In fact, people are already doing this on Twitter, which is called a Tweetstorm. For example, Andrew Wilkinson tweets about how they lost $10 Million building Flow.

If done correctly, I envision a social network that allows people to share their thoughts on what they're reading or learning as index cards. It's a place where you can accumulate knowledge on various topics, represented in different knowledge graphs.

You can follow people, and the index cards of those you follow will show up in your Card Feed. For each index card, you can fork, comment, or bookmark it depending on how it relates to you:

  • If the card augments and fits with your existing knowledge, you can fork a copy and edit it to make it yours, with a reference back to the original card.
  • If you have questions, you can leave comments.
  • If you find it interesting but aren't sure how it fits into your knowledge graph yet, you can bookmark it.

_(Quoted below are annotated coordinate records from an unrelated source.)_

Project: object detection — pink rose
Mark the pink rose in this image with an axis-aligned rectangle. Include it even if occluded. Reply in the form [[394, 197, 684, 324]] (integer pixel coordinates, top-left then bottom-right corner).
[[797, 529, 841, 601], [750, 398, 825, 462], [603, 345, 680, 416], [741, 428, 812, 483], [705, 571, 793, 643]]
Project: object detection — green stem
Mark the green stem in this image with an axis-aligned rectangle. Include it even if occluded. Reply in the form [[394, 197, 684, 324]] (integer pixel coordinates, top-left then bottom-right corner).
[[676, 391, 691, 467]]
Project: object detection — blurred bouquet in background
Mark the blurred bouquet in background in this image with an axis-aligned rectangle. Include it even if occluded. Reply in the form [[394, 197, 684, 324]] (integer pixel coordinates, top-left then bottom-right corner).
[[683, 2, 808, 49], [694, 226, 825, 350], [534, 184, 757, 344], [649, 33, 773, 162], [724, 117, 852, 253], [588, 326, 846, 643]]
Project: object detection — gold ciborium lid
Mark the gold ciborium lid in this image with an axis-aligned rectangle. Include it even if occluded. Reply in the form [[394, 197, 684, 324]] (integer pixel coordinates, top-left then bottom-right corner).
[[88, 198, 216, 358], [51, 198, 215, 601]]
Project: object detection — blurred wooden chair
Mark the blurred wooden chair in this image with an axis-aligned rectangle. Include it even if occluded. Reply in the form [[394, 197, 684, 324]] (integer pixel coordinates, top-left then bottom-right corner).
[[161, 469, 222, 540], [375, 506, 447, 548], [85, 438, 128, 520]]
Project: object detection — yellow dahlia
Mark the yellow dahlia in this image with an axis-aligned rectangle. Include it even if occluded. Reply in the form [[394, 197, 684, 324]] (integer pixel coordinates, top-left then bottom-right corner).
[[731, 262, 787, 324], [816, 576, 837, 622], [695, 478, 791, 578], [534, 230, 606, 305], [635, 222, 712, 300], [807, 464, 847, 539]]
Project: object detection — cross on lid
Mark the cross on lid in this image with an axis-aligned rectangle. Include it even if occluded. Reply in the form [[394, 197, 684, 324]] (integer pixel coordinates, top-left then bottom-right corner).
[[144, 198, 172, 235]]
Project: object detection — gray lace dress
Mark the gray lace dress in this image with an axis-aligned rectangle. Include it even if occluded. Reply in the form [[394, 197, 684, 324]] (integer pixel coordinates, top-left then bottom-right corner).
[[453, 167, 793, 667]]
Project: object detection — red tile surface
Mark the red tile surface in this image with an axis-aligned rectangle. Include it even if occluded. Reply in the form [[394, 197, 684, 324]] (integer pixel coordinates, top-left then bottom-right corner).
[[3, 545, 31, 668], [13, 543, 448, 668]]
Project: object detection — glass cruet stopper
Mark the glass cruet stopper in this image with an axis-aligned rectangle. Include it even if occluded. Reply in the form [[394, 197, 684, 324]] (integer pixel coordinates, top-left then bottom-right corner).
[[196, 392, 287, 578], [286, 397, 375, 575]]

The counts of forks, comments, and bookmarks will be the quantifiable social capital for everyone who shares their cards, which helps fuel the sharing activity.

The closest model to this is GitHub. The unit of work for GitHub is a commit. You commit to build up projects. Developers, in turn, can fork or star your projects to build their own works on top of yours.

How about AI?

I see many people discussing how the current massive advancement in AI is impacting knowledge workers. I think it's worth discussing AI in the context of what we just talked about.

AI is becoming increasingly good at abstracting common, repeatable knowledge. Here are just a few examples:

  • AI for translation, which is vastly cheaper than human translators
  • AI for generating fashion model images for brands (such as
  • In the near future, I believe AI will be able to take a wireframe from a product manager and turn it into a high-fidelity mockup, as well as write the front-end code.

However, having knowledge does not necessarily mean having insight. What we actually look for is insights. To gain insights, you must constantly shape up your knowledge and apply them in practice. AI can make a lot of previously scarce knowledge abundant, enabling insights that were once difficult to obtain to become more accessible. I believe that entrepreneurship will benefit greatly from AI.